I have four pages of notes from today's Chamber of Commerce panel on the future adoption of President Obama's plan to reform U.S. health care, and it's hard to know where to start. I think I'll start with what the local panelists said about the problem that needs fixing.
"In a few years, health care may consume one in every five dollars spent in our economy," said Beth Giesting, the Abercrombie administration official in charge of transitioning from the current system to the one that Washington is preparing to impose on the country.
It's 16% of all economic activity today, something closer to 13% in Hawaii. Hawaii has lower Medicare costs (by far) than most states, probably due to a combination of healthier residents and the broader health care coverage that results from Hawaii's wrongly-maligned "Prepaid Health Care Act."
How fast are health care expenses growing? From 1999 to 2007, U.S. wages grew 27%. Commercial health care premiums grew 114%. And, please note, those premiums don't equal total health care costs, as you know from the ever-rising co-pays that come directly from your own wallet.
The health care industry has had good reason to grow. We're living longer thanks to miracle drugs and magnificent machines that see deep inside our organs. These things cost money. We're spending more hours working, usually while sitting, raising U.S. productivity, but at cost to our health, and this, too, costs money. We're living longer, which means more years of doctor visits, and this costs money also.
But medical costs are also growing for bad reasons. While Medicare has 3% administrative costs, health care plans nationwide average 13% administrative costs. Maybe Medicare is spending too little on administration, but I'll bet you have a very different explanation. Giesting must agree with you, becayuse she says America pays twice as much as the average industrial nation on health care without actually getting a particular good quality of care.
"Any additional amount of money spent on health care is money that an employer can't spent on salaries, expansion, or research and development," Giesting said.

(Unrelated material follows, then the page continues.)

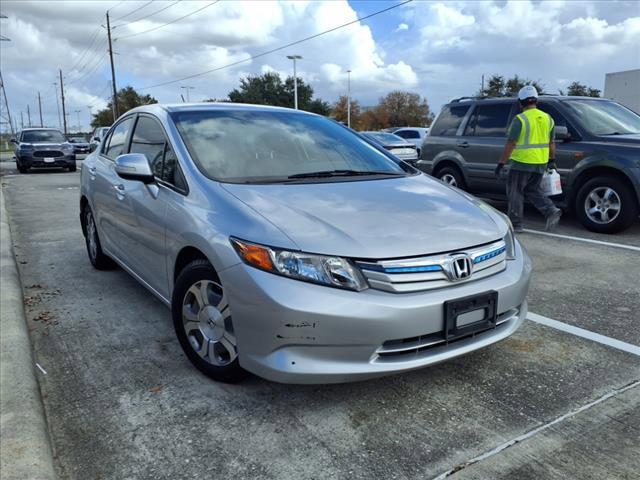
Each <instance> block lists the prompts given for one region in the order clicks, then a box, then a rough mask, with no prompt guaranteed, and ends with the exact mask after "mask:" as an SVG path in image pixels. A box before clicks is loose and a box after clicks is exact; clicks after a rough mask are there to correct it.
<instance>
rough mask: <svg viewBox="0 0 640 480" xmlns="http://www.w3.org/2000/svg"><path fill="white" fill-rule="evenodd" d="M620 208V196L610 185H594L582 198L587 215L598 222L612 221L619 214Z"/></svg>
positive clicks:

Our nation of 330 million people has 50 million insured. Three people on this panel of eight people said they grew up uninsured. One of them was Dr. Tom Tsang, senior advisor to Gov. Abercrombie on health matters. Tsang, born in Hong Kong but raised in New York by parents who had a Chinese restaurant, says his octogenarian parents have several chronic health problems and each takes more than a dozen different medicines a day.
"How many of their health problems could have been spotted, and treated, less expensively, years ago, if they only had medical insurance back then?" he asked.
When someone is uninsured, three things can happen:
- They get sick, and go to the emergency room, the single most expensive way anything can be dealt with, and the cost, not paid by them, is shifted to everyone else.
- They stay well, and "get away with it," but because they and their employer are not paying premiums, the cost of health care rises for everyone else.
- They develop chronic conditions that can be treated later, but at much greater cost, then if the problems were spotted in early stages. This is what Tsang is referring to.
Until today, I thought most uninsured fell in the second column, mostly getting away with it but not paying their fair share of premiums. But Tsang says that may have changed, now that so many young people are sedentary, obese, and are getting problems we used to associate with middle age. That would put them more into the third category, the one the doctor is talking about.
Obamacare aims to get more people insured and care for, while embracing cost savings that were already being tried across the country, including here, like electronic patient records, a greater focus on preventive care, and new ways of paying doctors and hospitals that reward cures, penalize readmissions, and tie less compensation to the number of tests and procedures ordered.
The state has a group already at work to develop an online portal for health care insurance comparison shopping. Joan Danieley of Kaiser Hawaii repeatedly compared it to Travelocity. The interim board should have systems, procedures, and the Web site ready to show in one year. Jennifer Diesman of HMSA says the online exchange will be called the Hawaii Health Connector.
Attorney John Knorek says there will likely be some tweaking of the national plan before it really kicks in, probably in 2014. Knorek has spotted one potential issue: the law expressly allows the Hawaii health care law to remain in force, but at one point refers to its original version. Well, the original version had a sunset provision that the state legislature later repealed. This could be a Catch 22 if not resolved. Knorek also explained how, in some cases, a company might find it more expensive to offer coverage to employees than to not do so and simply pay the fines.
Jennifer Sabas, chief of staff to Sen. Dan Inouye, offered an intriguing comment about the politics of the health care plan. Offered an opportunity to discuss the attempts to change the plan on Capitol Hill, she remarked that there might be further changes to the plan but she felt all sides knew at this point that the plan will not be repealed.